1. Les enfants… tout se joue avec les enfants.

Le confinement a rappelé que les inégalités entre hommes et femmes apparaissent vraiment clairement avec l’arrivée des enfants. Je compare ma situation (2 enfants, 5 et 3 ans, 50-50 avec ma partenaire durant le confinement) avec celle de collègues/amis sans enfants et la réalité saute aux yeux. Les couples sans enfant sont beaucoup plus égalitaires ou, à tout le moins, peuvent plus facilement l’être. Le confinement n’a fait que souligner cette réalité.

2. Les enfants…tout se joue avec les enfants (2). 

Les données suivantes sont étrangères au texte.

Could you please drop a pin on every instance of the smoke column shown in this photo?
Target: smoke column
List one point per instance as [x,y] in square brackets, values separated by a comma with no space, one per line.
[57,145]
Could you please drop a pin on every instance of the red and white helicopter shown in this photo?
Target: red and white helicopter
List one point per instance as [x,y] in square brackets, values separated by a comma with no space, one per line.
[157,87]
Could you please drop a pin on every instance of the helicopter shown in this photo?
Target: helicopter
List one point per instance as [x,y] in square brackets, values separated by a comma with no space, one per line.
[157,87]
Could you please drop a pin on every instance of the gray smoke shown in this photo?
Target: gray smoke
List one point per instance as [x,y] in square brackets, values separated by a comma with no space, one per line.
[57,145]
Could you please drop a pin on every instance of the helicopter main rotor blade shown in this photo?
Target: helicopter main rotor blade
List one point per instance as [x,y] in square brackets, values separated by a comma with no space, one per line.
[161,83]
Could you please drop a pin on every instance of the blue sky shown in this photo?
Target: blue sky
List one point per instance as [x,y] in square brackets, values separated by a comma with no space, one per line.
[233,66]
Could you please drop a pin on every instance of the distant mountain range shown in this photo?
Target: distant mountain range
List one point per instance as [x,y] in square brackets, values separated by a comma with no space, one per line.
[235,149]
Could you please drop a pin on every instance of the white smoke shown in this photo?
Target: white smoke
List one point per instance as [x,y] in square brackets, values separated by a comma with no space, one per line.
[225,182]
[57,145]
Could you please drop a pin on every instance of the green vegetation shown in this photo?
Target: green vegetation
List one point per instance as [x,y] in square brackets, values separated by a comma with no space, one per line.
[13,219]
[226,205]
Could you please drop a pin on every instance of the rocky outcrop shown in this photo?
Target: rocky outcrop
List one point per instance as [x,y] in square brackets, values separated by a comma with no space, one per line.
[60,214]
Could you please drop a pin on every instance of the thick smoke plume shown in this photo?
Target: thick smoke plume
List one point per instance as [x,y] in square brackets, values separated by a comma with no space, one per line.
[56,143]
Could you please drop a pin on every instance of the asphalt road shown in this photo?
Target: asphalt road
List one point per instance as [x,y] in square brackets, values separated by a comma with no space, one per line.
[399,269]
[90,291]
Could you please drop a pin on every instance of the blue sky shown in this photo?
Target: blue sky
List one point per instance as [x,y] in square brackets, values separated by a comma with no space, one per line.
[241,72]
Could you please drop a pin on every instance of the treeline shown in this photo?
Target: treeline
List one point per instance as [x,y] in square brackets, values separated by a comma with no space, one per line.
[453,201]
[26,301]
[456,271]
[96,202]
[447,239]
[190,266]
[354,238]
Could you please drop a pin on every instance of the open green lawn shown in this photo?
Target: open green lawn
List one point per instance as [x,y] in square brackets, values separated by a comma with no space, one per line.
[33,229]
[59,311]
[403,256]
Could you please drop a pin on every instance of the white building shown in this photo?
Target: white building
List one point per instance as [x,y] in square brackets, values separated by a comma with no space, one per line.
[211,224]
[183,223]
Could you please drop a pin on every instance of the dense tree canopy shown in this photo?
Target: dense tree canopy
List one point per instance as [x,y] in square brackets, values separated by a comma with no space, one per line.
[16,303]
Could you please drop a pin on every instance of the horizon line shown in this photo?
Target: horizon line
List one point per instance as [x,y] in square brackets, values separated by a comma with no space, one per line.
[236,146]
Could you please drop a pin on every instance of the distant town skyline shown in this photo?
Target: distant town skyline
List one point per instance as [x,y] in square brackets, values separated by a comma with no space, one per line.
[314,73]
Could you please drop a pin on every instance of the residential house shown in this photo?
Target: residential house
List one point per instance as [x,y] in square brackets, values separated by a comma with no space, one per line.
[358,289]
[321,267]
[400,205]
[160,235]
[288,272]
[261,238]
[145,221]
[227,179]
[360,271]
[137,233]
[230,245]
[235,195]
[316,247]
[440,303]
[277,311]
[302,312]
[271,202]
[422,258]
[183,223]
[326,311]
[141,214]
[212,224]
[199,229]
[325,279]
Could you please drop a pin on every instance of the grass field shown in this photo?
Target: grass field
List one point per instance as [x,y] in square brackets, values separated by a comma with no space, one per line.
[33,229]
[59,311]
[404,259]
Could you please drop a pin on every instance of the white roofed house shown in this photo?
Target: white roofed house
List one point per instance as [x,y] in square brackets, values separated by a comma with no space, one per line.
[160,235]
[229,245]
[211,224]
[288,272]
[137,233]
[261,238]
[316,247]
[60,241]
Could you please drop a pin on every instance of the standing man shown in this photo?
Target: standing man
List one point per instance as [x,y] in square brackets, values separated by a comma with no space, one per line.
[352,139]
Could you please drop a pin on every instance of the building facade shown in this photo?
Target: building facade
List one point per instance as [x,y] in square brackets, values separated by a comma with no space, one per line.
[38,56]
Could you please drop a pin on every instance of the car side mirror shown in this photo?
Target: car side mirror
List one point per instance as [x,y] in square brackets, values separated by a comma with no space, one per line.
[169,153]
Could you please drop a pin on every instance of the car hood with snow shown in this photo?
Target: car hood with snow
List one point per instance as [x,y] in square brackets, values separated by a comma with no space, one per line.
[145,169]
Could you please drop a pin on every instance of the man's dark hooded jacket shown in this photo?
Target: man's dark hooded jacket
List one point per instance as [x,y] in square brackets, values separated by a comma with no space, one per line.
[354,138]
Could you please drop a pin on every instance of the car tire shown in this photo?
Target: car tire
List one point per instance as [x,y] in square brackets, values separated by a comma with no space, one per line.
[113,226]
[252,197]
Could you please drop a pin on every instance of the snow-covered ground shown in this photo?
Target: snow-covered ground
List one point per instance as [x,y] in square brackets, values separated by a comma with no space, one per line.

Les enfants c’est merveilleux… surtout quand ils partent à l’école. Le confinement a montré à tous les incrédules, majoritairement des hommes, à quoi ressemblait une journée avec des enfants en bas âge. Et l’expérience vous change un homme. Je pense que plus personne ne dira “quelle chance tu as d’avoir passé toute la journée avec les enfants” sur un ton qui voulait dire “une journée de congé pendant que moi je me tuais au travail au bureau”. Niet, une journée avec des enfants en bas âge, c’est bien pire qu’une journée au boulot en terme d’énergie dépensée. Que tous ceux qui n’ont jamais pensé avec un sourire malicieux qu’ils allaient se reposer au travail après une journée familiale me lance la première pierre. Le confinement a libéré la parole des parents: les enfants, c’est merveilleux, mais ça crève. En confinement, ça crève-crève.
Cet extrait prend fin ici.